Пока вы молчите, я слышу, как зимний ветер кружит в вершинах Интестини, Ла Вольпе и одинокой Верме. Потом он спускается ниже, по склонам над Тимори, куда мы не гоним овец на весенние пастбища и где мы не рубим деревья на дрова, потому что – как вам скажут старцы – стволы там под топорами истекают живой кровью, а в дыме костров, над которыми мы печем лепешки из пресного теста, слышны голоса павших, не дождавшихся похорон и слез над могилой. Не верьте, однако, что стоит забраться так далеко, куда целых полтора дня пути по крутой тропинке вдоль берега Тимори, что каждую весну поднимается и рвет берега, забирая с собой целые хозяйства, полные скота, шумные дома, храмы на скалах и пастушьи хижины, словно все еще пытается выплюнуть и извергнуть все изуродованные тела, брошенные когда-то в ее течение. Нет, синьор, чтобы узнать правду, недостаточно заглянуть в одну из заброшенных шахт, а они в это время года, влажные и вспухшие от зимней сырости, подобны устам прокаженного – щерятся прохожему зубастыми опорами, лесами и разбитыми механизмами. Внутри слышится непрекращающийся приглушенный гул, словно сорванные коловороты продолжают нанизывать на колеса цепи и ведра с выработкой. Где-то подо всем этим пересыпается песок, а вместе с ним красные зерна вермилиона, на которых, как говорят, написаны имена всех вермилиан, с тех пор как была вбита первая лопата в место, названное позже Интестини, поскольку, в сущности, оно является нутром мира, его желудком, кишечником и анальным отверстием и постоянно давит нас и переваривает вместе с кратковременной человеческой радостью и не менее мимолетным страданием. Если вы окажетесь достаточно упрямы, то найдете среди них и имя младшего из сыновей графа, того, которого как бы в предчувствии его дальнейшей судьбы назвали Корво, Вороном.
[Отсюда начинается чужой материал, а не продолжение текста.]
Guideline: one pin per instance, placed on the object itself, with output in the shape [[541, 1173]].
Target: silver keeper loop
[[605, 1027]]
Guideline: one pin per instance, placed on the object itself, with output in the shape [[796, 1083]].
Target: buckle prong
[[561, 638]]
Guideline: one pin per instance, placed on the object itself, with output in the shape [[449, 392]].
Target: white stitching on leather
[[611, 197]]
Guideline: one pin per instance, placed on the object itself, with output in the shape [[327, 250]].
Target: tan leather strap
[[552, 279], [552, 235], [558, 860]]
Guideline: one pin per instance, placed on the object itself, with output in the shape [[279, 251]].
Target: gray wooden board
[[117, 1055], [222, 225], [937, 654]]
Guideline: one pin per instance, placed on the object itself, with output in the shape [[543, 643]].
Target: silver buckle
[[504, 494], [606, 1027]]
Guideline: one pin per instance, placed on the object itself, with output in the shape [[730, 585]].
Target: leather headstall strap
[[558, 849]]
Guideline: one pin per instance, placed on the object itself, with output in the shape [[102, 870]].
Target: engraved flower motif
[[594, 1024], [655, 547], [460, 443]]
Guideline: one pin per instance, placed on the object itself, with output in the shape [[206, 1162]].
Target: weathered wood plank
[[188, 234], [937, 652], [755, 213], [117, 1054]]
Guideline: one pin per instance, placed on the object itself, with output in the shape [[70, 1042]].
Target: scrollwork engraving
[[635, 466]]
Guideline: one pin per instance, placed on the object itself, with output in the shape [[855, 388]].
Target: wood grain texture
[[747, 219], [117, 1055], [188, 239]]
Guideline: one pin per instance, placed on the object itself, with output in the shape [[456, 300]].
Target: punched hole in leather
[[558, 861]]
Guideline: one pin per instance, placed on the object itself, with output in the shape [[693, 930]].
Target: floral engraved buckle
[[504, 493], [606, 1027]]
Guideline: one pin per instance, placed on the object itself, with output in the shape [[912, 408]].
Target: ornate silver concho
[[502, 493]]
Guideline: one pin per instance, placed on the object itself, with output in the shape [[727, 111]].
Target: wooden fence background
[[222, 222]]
Сегодня, синьор, я слишком устала, чтобы отрицать, и я расскажу вам все, что вы так давно хотели услышать.
Да, синьор, добровольно, без каких-либо кусачек, зажимов и винтов, я расскажу вам, как в ночь, когда убили дракона и нашу мать, я заключила со своими братьями, Вироне и Сальво, злодейский заговор: мы обещали друг другу, что мы добьемся упадка Интестини и гибели всех, кто нас позорно предал: начиная с нашего дяди Ландольфо и его двух братьев, включая старейшин, пособников и поджигателей этого ужасного злодеяния, заканчивая кланом обычных вермилиан, которые высыпали на склоны Сеполькро с кирками, топорами и лопатами, а также старого пристава, графа и герцога. Все виноваты если не в бессердечии, то в трусости, закостенелости и, наконец, в молчании.
Мы втроем заключили договор и запечатали его кровью, хотя и не своей. Я помню, синьор, что в ту ночь дождь не успевал смывать сукровицу с листьев, и стоит мне закрыть глаза, я чувствую в носу сладковатую, отвратительную вонь кровавого мяса, рвоты и помета, из которых, как справедливо замечают монахи в сандалиях, состоит наша жизнь. Но тот же дождь заглушил эхо шагов, когда мы бежали с Сеполькро, низко сгибаясь под кустами. Я несла брата Сальво на спине, пыхтя и всхлипывая от боли под его тяжестью, а Вироне цеплялся за мою рубашку, которая была окровавленной и мокрой, как и все остальное. И я не знаю, как нам удалось добраться до калитки замка той ночью. Помню только, что мы все втроем дрожали от страшного холода. Старый пристав плакал и не мог сказать ни слова, когда я сажала своих братьев в телеги комедиантов, укрывая каждого из них отдельно ворохом изношенных шкур, войлоков и одеял. Что еще я могу вспомнить? Тряпье пахло грязью и влажной собачьей шерстью, а со стороны деревни Киноварь доносились лай и вой, так что я не успела объяснить братьям, что сейчас происходит. Может, я что-то шептала, не помню. Или, возможно, слова были вовсе не нужны, достаточно было этих окровавленных листьев, которые прилипли к щекам словно навечно.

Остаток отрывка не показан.